A rovinare il diabolico disegno è stato un medico che ha notato i valori alterati negli esami del sangue della povera donna. Di lì la denuncia e i primi sospetti cadono sulla nipote Elisabetta, già condannata a sei mesi con la condizionale per appropriazione indebita, quando aveva provato a farsi nominare “amministratore di sostegno” della zia. Incarico subito revocato.
Nipote e pronipote però non si danno per vinti e decidono di eliminare definitivamente la zia per mettere le mani sul ricco libretto dei risparmi. Lentamente cercano di riconquistare la fiducia della zia, dei parenti e degli infermieri della casa di riposo. Visite frequenti e tutte le attenzioni che l’anziana merita: mousse al cioccolato, gelatine di frutta, brodini, ecc. Se non fosse che il cibo era tutto avvelenato, quanto basta per accelerare il decesso e farlo sembrare naturale.

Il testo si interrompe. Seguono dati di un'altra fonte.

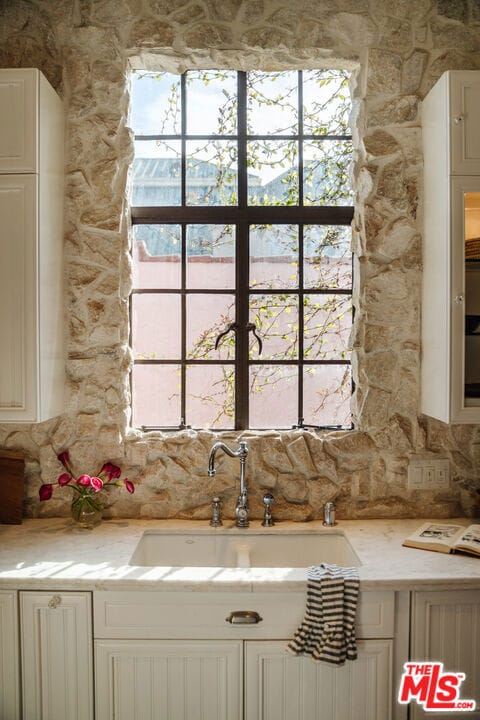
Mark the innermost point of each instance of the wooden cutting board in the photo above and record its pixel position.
(12, 467)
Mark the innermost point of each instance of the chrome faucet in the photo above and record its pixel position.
(242, 510)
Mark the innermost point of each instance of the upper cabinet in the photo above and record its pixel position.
(32, 375)
(451, 249)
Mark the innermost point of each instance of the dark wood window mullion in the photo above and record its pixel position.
(242, 265)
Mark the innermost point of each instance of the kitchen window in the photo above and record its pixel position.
(241, 208)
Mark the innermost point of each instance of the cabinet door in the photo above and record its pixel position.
(9, 657)
(18, 120)
(57, 655)
(446, 628)
(18, 289)
(168, 680)
(282, 687)
(464, 119)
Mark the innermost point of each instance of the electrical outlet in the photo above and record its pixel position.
(428, 474)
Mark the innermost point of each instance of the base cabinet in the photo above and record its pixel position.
(281, 687)
(56, 648)
(9, 657)
(446, 628)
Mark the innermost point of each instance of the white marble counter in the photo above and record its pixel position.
(52, 554)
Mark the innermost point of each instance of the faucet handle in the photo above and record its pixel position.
(216, 520)
(268, 501)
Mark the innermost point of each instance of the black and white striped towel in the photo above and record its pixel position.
(327, 632)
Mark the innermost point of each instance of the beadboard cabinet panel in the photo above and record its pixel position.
(161, 680)
(446, 628)
(9, 657)
(57, 656)
(282, 687)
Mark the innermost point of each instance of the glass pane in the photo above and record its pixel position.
(272, 172)
(327, 258)
(156, 327)
(157, 174)
(327, 392)
(155, 103)
(207, 317)
(211, 172)
(276, 320)
(210, 396)
(211, 256)
(326, 173)
(327, 325)
(156, 395)
(211, 102)
(273, 256)
(272, 102)
(157, 256)
(472, 295)
(273, 396)
(326, 102)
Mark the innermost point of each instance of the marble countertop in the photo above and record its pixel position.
(53, 554)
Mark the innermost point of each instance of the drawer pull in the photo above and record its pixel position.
(244, 617)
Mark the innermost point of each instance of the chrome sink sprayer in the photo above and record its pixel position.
(242, 510)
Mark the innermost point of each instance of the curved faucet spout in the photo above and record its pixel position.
(242, 509)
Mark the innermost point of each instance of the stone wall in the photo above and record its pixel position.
(396, 50)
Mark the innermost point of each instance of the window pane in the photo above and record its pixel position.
(207, 317)
(156, 326)
(273, 256)
(327, 258)
(211, 172)
(326, 102)
(328, 321)
(157, 174)
(327, 391)
(276, 320)
(272, 102)
(272, 172)
(156, 395)
(157, 256)
(211, 102)
(326, 173)
(155, 103)
(273, 396)
(211, 256)
(210, 396)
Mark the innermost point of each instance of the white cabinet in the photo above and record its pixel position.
(173, 655)
(451, 249)
(31, 245)
(162, 680)
(57, 656)
(446, 628)
(9, 657)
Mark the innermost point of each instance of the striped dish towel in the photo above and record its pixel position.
(327, 632)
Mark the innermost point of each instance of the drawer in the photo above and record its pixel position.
(200, 615)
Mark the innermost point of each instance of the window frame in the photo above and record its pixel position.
(242, 216)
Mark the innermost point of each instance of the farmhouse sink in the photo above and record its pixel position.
(244, 548)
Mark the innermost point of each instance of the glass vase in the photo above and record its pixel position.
(86, 512)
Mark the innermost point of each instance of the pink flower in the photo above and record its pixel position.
(129, 485)
(110, 471)
(96, 483)
(46, 492)
(64, 458)
(64, 479)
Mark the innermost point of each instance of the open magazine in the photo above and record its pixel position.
(446, 538)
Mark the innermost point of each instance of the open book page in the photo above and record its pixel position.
(469, 539)
(435, 536)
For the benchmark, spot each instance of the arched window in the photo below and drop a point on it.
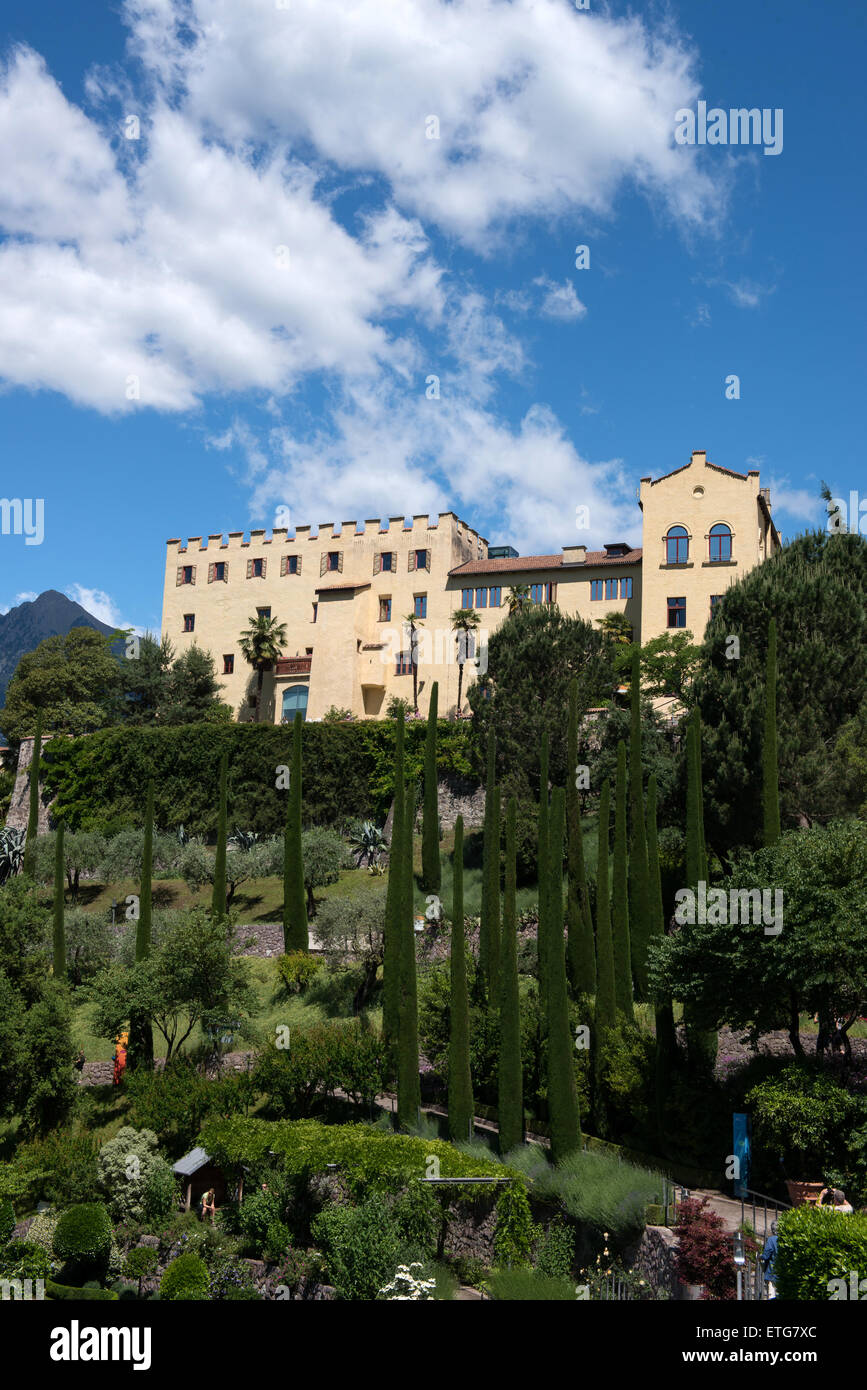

Al terzo ricovero in ospedale, i dubbi di un medico scrupoloso hanno svelato l’arcano. E per incastrare i parenti sanguisughe la polizia gli tende un tranello, installando una microcamera nascosta nella stanza dell’anziana signora. La sorveglianza è durata un mese e mezzo. Il pomeriggio del 3 giugno ci hanno provato ancora e per questo sono stati arrestati, cucchiaino alla mano.
“Se fosse morta, la zia avrebbe finito di soffrire”, hanno provato a giustificarsi i due. Ma, sfortunatamente per loro, c’è un movente, l’eredità, che potrebbe costituire un aggravante sull’accusa di tentato omicidio per “motivi abietti”.